On peut se surprendre du choix pour un auteur contemporain de cette histoire si éloignée de nos préoccupations séculières et urbaines. Mais il faut lire ce récit comme une fable teintée de tragédie grecque où les héros sont malgré eux prisonniers de leur destinée et du lieu qu'ils habitent. Il faut savoir que Pan Bouyoucas est né au Liban de parents grecs, et qu'enfant il a passé tous ses étés à Leros, l'île de ses ancêtres. Si cette île hante son œuvre et son imaginaire de ses paysages de mer et de montagne, l'auteur s'inspire également de la grande tradition de la tragédie grecque pour composer son intrigue et ses personnages. Et c'est pour moi l'intérêt de ce livre que de sortir le lecteur de sa réalité quotidienne, de le faire voyager dans le temps et dans l'espace par cette histoire qui parle d'art, de passion, de solitude et de marginalité. On sent chez le romancier une sympathie particulière pour le personnage de Nicoletta, cette religieuse de 50 ans, passionnée de cinéma qui ne le connaît pourtant que par les magazines que lui offre le cafetier du village, sceptique quant aux pouvoirs de l'icône miraculeuse de la Vierge à l'Enfant qu'abrite son église et qui, une nuit, pour consoler le diacre, contrevient à son vœu de chasteté. Ce personnage iconoclaste et épris d'art, reclus et pourtant d'une totale générosité, touche davantage que les deux autres. Mais le véritable héros de l'histoire, c'est l'île de Leros et sa forteresse suspendue au-dessus du vide. Par le pouvoir qu'il lui accorde, Pan Bouyoucas lui donne vie. Objet de peur ou de fascination, c'est l'île qui décide du sort des personnages.

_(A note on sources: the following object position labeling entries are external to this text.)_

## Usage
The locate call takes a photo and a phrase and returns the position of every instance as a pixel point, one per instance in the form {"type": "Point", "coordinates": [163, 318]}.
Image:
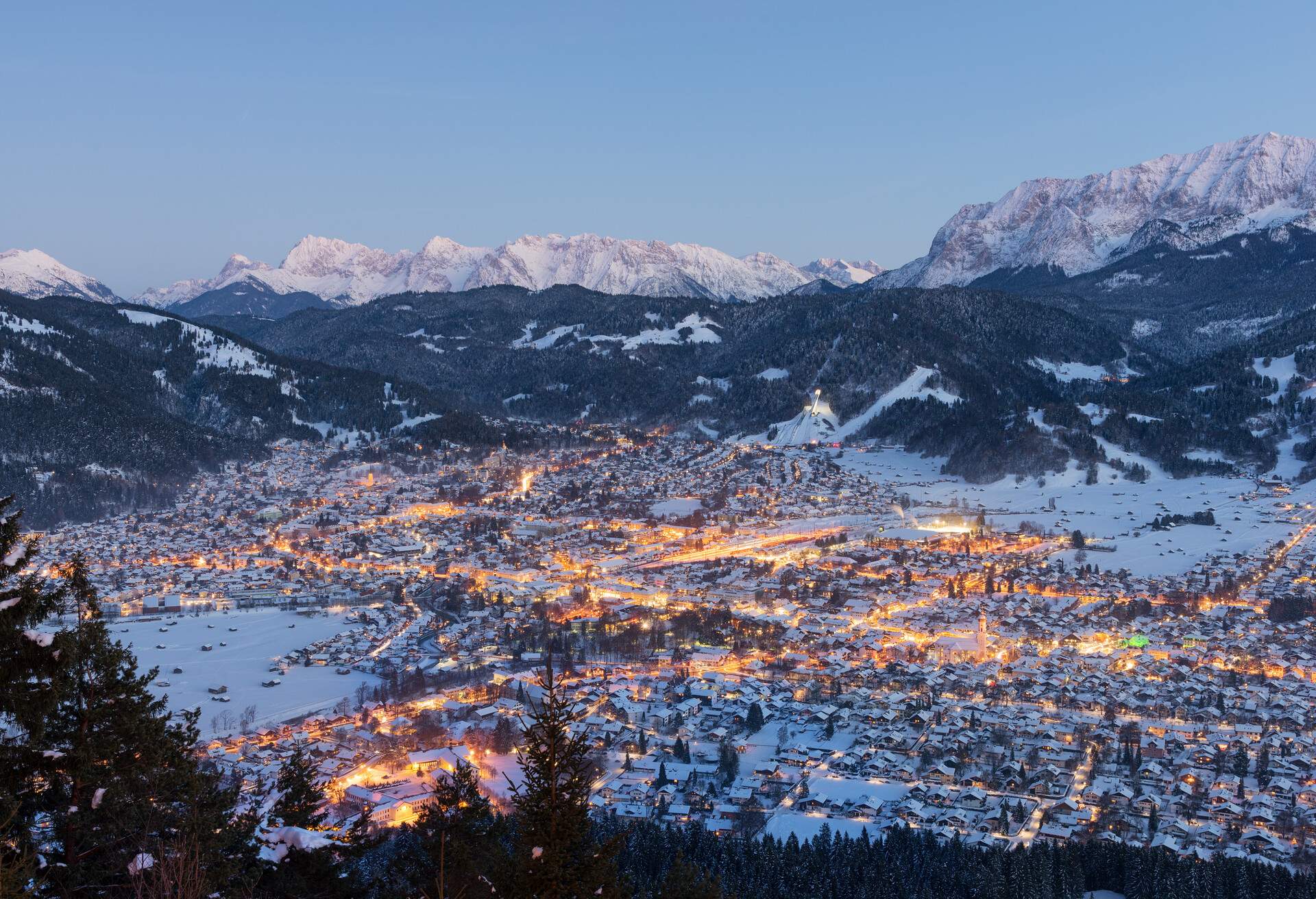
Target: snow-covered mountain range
{"type": "Point", "coordinates": [32, 273]}
{"type": "Point", "coordinates": [1081, 224]}
{"type": "Point", "coordinates": [353, 273]}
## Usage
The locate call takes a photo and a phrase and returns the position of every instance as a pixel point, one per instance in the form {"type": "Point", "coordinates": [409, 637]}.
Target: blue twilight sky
{"type": "Point", "coordinates": [147, 144]}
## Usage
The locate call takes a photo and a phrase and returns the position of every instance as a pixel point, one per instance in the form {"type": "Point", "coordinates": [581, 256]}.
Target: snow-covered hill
{"type": "Point", "coordinates": [33, 274]}
{"type": "Point", "coordinates": [1082, 224]}
{"type": "Point", "coordinates": [350, 274]}
{"type": "Point", "coordinates": [839, 271]}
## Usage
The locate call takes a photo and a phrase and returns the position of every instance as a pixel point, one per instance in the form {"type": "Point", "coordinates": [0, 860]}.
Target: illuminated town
{"type": "Point", "coordinates": [758, 639]}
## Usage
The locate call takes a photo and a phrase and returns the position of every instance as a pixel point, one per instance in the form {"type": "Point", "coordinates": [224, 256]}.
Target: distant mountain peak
{"type": "Point", "coordinates": [1081, 224]}
{"type": "Point", "coordinates": [36, 274]}
{"type": "Point", "coordinates": [346, 274]}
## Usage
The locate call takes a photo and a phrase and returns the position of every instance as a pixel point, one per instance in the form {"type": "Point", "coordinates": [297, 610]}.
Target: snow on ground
{"type": "Point", "coordinates": [911, 389]}
{"type": "Point", "coordinates": [1069, 370]}
{"type": "Point", "coordinates": [263, 636]}
{"type": "Point", "coordinates": [1095, 414]}
{"type": "Point", "coordinates": [677, 507]}
{"type": "Point", "coordinates": [1111, 511]}
{"type": "Point", "coordinates": [700, 332]}
{"type": "Point", "coordinates": [500, 773]}
{"type": "Point", "coordinates": [24, 325]}
{"type": "Point", "coordinates": [546, 341]}
{"type": "Point", "coordinates": [806, 826]}
{"type": "Point", "coordinates": [812, 426]}
{"type": "Point", "coordinates": [1282, 369]}
{"type": "Point", "coordinates": [411, 421]}
{"type": "Point", "coordinates": [212, 350]}
{"type": "Point", "coordinates": [1289, 465]}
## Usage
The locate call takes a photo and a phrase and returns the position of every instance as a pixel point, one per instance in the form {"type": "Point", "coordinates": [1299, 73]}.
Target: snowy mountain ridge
{"type": "Point", "coordinates": [350, 274]}
{"type": "Point", "coordinates": [33, 274]}
{"type": "Point", "coordinates": [1081, 224]}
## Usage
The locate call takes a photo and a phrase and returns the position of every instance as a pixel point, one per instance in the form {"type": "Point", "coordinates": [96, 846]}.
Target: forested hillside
{"type": "Point", "coordinates": [108, 407]}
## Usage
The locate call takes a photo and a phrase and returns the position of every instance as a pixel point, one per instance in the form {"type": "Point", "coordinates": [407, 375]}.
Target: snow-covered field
{"type": "Point", "coordinates": [263, 636]}
{"type": "Point", "coordinates": [1111, 511]}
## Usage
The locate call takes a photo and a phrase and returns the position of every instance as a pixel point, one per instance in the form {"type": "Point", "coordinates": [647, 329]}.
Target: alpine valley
{"type": "Point", "coordinates": [1157, 320]}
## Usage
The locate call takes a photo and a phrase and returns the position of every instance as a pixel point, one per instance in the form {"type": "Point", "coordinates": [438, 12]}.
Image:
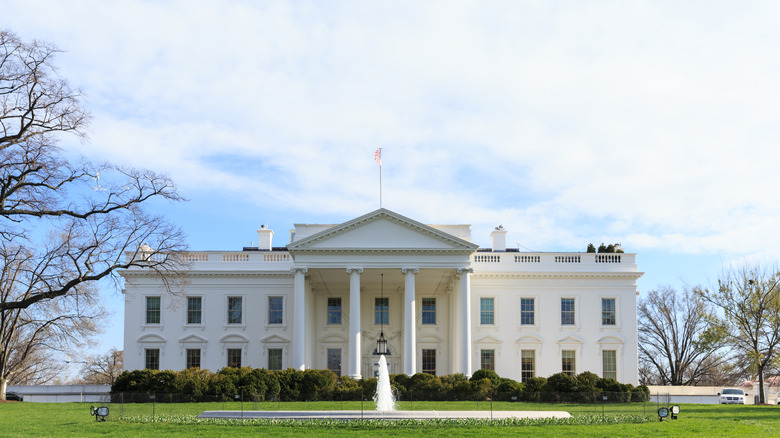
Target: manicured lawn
{"type": "Point", "coordinates": [172, 420]}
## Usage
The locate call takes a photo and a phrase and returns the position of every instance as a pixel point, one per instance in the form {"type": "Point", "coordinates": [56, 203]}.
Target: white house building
{"type": "Point", "coordinates": [443, 304]}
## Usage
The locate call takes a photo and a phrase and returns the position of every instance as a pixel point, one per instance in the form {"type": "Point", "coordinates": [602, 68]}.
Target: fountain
{"type": "Point", "coordinates": [384, 393]}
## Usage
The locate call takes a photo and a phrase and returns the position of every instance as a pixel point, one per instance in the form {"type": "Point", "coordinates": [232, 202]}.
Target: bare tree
{"type": "Point", "coordinates": [102, 369]}
{"type": "Point", "coordinates": [63, 225]}
{"type": "Point", "coordinates": [677, 343]}
{"type": "Point", "coordinates": [748, 299]}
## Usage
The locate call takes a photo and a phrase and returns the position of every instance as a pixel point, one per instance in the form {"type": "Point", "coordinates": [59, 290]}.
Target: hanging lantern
{"type": "Point", "coordinates": [381, 344]}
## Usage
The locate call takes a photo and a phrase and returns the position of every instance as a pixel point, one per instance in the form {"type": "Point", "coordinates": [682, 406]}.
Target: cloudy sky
{"type": "Point", "coordinates": [653, 124]}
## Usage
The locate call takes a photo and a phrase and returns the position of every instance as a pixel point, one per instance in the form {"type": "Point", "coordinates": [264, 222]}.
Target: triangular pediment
{"type": "Point", "coordinates": [570, 340]}
{"type": "Point", "coordinates": [382, 230]}
{"type": "Point", "coordinates": [274, 339]}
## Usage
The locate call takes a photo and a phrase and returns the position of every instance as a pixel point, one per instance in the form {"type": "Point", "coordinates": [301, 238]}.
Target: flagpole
{"type": "Point", "coordinates": [378, 159]}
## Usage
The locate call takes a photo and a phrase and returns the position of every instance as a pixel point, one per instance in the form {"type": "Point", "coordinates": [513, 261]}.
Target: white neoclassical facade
{"type": "Point", "coordinates": [443, 304]}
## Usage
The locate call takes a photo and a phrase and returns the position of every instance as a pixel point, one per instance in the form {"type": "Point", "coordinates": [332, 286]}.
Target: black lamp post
{"type": "Point", "coordinates": [381, 343]}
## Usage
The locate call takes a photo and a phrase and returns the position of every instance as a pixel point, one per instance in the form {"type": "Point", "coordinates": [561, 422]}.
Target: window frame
{"type": "Point", "coordinates": [614, 311]}
{"type": "Point", "coordinates": [281, 310]}
{"type": "Point", "coordinates": [483, 355]}
{"type": "Point", "coordinates": [573, 359]}
{"type": "Point", "coordinates": [428, 354]}
{"type": "Point", "coordinates": [158, 310]}
{"type": "Point", "coordinates": [533, 312]}
{"type": "Point", "coordinates": [522, 363]}
{"type": "Point", "coordinates": [200, 311]}
{"type": "Point", "coordinates": [280, 350]}
{"type": "Point", "coordinates": [147, 358]}
{"type": "Point", "coordinates": [491, 312]}
{"type": "Point", "coordinates": [231, 351]}
{"type": "Point", "coordinates": [378, 312]}
{"type": "Point", "coordinates": [604, 364]}
{"type": "Point", "coordinates": [573, 312]}
{"type": "Point", "coordinates": [328, 358]}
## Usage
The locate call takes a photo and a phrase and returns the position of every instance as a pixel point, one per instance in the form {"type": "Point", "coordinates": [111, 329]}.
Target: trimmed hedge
{"type": "Point", "coordinates": [194, 385]}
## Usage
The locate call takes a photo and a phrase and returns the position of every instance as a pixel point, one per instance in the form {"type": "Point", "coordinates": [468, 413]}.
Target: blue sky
{"type": "Point", "coordinates": [653, 124]}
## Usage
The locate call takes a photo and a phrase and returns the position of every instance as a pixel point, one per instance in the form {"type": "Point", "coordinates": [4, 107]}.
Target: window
{"type": "Point", "coordinates": [234, 357]}
{"type": "Point", "coordinates": [487, 311]}
{"type": "Point", "coordinates": [235, 310]}
{"type": "Point", "coordinates": [152, 310]}
{"type": "Point", "coordinates": [334, 360]}
{"type": "Point", "coordinates": [381, 310]}
{"type": "Point", "coordinates": [429, 361]}
{"type": "Point", "coordinates": [153, 358]}
{"type": "Point", "coordinates": [429, 311]}
{"type": "Point", "coordinates": [568, 363]}
{"type": "Point", "coordinates": [487, 360]}
{"type": "Point", "coordinates": [274, 359]}
{"type": "Point", "coordinates": [527, 364]}
{"type": "Point", "coordinates": [567, 311]}
{"type": "Point", "coordinates": [194, 310]}
{"type": "Point", "coordinates": [334, 311]}
{"type": "Point", "coordinates": [527, 315]}
{"type": "Point", "coordinates": [608, 311]}
{"type": "Point", "coordinates": [275, 310]}
{"type": "Point", "coordinates": [193, 358]}
{"type": "Point", "coordinates": [609, 363]}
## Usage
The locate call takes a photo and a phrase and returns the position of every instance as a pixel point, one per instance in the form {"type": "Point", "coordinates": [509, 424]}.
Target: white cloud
{"type": "Point", "coordinates": [648, 123]}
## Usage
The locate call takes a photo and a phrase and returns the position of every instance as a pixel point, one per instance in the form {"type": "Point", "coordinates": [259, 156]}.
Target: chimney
{"type": "Point", "coordinates": [264, 239]}
{"type": "Point", "coordinates": [498, 237]}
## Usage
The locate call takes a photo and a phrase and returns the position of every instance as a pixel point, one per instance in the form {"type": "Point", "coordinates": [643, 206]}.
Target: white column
{"type": "Point", "coordinates": [410, 338]}
{"type": "Point", "coordinates": [465, 308]}
{"type": "Point", "coordinates": [354, 322]}
{"type": "Point", "coordinates": [299, 318]}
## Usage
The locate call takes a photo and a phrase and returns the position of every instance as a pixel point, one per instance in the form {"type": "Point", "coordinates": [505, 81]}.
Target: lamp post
{"type": "Point", "coordinates": [381, 343]}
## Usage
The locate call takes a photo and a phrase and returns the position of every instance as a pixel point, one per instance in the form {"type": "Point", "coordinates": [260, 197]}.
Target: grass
{"type": "Point", "coordinates": [178, 419]}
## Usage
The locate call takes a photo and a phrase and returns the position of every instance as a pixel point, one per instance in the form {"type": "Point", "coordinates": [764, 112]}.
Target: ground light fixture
{"type": "Point", "coordinates": [100, 413]}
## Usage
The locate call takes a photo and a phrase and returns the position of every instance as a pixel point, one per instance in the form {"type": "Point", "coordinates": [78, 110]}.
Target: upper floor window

Pan Bouyoucas a une écriture précise, simple et directe. Après avoir écrit plusieurs pièces de théâtre, des romans et des nouvelles, il semble avoir trouvé sa voie dans ce style de récit court qui convient bien à la sobriété de son écriture. Lui-même un tantinet iconoclaste, il aime briser les images quitte à être parfois irrévérencieux. J'ai noté à quelques reprises des changements de ton ou des niveaux de langage inappropriés comme cette réplique du diacre qui répond : «C'est en plein ça», une expression un peu trop québécoise dans un tel contexte. On aurait aussi aimé en savoir un peu plus sur les liens entre la novice et l'apprenti curé et la raison de leur rupture et de leur engagement religieux. Je reprocherais aussi à l'auteur l'extrait de l'autobiographie de Nicoletta qui arrive à la fin du récit, une solution un peu facile pour révéler les secrets de l'histoire. Mais mis à part ces quelques remarques, Anna pourquoi se lit d'un trait le temps d'un long bain ou d'un trajet d'autobus.